Grieving clients need more than tissues

Advisers need to find ways to show empathy for more than just widows and widowers, but divorcees and parents

Oct 7, 2013 @ 3:53 pm

By Liz Skinner

Grief counseling, client retention
+ Zoom

Knowing how to talk with grieving clients isn't just relevant for widows and widowers, but can important for dealing with clients who are divorcing or even experiencing an empty nest, a grief professional said.

“An adviser's success in being able to skillfully and successfully walk clients through the toughest times in their life will decide whether advisers meet boom or doom,” said Amy Florian, chief executive of Corgenius Inc. She counsels financial professionals on how to talk to grieving clients.

Financial advisers should ask suffering clients open-ended questions, such as, “What is it like?” or “What do you wish people knew about what you're going through?” and really listen to the answers, she said.

Advisers who can say something meaningful in these darkest moments and know enough not to say, “I'm sorry,” but instead offer a relevant memory or story about the person who was lost will build trust with that client, Ms. Florian said.

Also, she recommends never handing clients a box of tissues. That move signals a desire to have the client finish up with the tears so the meeting can move on. Instead, keep tissues on the desk for clients to use when they want them, but let them know it is OK for them to get upset.

“Grieving clients need to get the experience out on the table in order to heal,” Ms. Florian said.

Advisers often ask her how to acknowledge the death of a client's spouse or child after a year or two have passed.

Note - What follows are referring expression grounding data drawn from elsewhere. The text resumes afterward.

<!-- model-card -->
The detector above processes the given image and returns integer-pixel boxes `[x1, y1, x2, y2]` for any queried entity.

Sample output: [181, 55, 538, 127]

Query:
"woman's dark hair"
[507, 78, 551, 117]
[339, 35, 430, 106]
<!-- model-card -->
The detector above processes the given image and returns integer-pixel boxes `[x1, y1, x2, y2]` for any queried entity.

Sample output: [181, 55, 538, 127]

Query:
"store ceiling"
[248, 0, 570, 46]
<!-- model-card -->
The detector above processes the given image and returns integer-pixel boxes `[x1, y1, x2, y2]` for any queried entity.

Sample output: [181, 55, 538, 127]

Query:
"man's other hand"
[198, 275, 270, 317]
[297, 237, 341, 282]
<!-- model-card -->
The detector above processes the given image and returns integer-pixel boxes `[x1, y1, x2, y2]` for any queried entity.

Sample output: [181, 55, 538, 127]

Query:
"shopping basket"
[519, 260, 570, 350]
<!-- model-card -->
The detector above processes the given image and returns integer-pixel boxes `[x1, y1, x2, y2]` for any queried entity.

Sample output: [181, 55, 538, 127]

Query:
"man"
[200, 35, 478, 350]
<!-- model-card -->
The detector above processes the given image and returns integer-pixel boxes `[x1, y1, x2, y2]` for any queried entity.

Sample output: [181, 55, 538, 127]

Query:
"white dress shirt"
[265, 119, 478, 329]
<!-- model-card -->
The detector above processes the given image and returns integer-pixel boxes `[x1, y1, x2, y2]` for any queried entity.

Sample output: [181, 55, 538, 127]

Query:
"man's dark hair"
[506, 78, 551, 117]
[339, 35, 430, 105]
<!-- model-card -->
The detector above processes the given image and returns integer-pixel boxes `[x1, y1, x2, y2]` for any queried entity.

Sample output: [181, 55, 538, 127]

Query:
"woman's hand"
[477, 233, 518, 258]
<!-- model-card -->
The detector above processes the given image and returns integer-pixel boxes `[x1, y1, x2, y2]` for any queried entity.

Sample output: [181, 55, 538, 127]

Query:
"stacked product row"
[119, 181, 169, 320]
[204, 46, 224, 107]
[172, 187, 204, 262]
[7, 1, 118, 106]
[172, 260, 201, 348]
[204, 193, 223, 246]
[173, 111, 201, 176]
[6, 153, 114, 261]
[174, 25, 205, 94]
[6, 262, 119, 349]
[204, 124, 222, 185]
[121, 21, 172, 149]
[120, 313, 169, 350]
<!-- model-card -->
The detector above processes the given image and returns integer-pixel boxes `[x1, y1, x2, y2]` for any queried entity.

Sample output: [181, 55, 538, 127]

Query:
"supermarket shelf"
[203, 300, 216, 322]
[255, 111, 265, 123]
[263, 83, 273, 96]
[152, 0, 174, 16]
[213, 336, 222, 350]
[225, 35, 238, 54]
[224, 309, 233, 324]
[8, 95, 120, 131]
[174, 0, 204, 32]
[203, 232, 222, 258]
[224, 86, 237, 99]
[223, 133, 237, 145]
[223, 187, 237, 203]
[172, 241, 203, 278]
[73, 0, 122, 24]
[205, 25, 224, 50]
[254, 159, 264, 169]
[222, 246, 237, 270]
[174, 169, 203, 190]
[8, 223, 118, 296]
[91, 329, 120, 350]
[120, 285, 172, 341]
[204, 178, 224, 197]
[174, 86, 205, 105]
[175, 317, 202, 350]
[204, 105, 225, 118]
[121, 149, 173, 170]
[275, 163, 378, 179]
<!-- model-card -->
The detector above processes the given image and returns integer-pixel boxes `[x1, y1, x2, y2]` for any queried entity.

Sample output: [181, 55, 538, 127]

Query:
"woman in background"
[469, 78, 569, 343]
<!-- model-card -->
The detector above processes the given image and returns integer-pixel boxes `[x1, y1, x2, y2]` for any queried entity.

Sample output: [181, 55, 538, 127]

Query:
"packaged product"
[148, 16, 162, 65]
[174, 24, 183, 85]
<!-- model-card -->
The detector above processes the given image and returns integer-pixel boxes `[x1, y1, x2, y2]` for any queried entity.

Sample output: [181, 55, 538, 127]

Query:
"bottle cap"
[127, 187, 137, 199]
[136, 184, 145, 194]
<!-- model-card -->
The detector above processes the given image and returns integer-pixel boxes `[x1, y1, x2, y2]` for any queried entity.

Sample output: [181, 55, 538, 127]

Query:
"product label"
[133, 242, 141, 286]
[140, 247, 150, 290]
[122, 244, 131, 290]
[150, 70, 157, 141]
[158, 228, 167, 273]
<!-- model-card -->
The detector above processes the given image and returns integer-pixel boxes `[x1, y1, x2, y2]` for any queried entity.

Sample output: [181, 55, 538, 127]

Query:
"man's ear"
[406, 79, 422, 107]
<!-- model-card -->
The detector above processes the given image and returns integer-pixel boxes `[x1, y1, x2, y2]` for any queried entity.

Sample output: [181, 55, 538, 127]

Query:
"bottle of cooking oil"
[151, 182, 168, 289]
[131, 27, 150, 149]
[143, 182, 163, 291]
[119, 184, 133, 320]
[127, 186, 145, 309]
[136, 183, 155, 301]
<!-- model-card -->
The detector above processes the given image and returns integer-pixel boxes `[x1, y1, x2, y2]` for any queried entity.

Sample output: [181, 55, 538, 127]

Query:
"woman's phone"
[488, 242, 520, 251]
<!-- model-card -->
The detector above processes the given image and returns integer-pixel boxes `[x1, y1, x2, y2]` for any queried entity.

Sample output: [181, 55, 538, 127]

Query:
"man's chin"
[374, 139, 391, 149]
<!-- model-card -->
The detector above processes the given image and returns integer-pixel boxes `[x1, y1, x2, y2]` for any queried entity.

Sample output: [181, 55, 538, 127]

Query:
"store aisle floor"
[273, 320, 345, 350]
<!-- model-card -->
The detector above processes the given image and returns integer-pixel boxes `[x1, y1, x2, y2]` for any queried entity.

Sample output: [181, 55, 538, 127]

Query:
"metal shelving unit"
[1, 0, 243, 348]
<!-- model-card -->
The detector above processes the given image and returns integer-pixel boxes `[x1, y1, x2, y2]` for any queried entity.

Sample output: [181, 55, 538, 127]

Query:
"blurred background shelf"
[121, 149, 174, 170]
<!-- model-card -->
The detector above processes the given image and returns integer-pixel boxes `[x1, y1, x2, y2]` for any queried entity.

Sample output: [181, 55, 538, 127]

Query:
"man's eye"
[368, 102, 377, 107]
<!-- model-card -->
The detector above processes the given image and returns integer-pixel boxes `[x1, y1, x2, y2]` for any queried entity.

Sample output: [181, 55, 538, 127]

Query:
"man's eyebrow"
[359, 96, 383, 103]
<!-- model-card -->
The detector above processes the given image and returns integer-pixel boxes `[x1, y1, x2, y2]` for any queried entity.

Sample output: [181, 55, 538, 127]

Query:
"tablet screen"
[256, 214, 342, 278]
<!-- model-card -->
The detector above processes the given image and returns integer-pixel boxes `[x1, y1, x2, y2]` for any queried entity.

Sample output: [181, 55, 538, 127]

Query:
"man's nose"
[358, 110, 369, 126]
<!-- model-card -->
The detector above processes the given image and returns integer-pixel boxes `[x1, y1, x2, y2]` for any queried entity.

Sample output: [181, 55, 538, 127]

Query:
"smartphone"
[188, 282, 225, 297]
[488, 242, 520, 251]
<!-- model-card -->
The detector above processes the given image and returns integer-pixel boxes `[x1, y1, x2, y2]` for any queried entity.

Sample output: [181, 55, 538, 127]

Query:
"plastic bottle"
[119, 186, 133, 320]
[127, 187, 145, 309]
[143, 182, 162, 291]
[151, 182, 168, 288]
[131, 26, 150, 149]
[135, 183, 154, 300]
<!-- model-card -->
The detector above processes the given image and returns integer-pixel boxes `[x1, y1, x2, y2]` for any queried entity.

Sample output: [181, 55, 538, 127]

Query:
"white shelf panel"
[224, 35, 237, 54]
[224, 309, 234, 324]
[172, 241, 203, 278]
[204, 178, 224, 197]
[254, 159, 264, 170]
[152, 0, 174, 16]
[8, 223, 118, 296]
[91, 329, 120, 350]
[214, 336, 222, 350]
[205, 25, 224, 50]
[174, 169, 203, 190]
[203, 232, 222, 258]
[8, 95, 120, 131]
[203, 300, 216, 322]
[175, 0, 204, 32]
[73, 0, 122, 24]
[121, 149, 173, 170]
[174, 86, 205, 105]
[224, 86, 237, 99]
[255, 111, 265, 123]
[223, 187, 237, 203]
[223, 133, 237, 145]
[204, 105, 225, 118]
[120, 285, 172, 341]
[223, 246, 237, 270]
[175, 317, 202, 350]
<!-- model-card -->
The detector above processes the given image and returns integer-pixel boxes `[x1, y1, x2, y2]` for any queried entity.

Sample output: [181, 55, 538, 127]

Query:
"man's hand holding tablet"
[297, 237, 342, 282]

One adviser didn't know whether he should say something to his clients on the two-year anniversary of the day when their daughter and two grandchildren were murdered. Ms. Florian recommended the adviser call the client and maybe send a card with a small gift, like a gift card for a massage or to a coffee bar, offering “something that could provide a little respite from the grief.”

“The more awful the circumstances are surrounding the death, the more isolated people often are because people don't want to say the wrong thing, so they tend to say nothing,” Ms. Florian said. “Let them know that you understand the grief isn't done in two years.”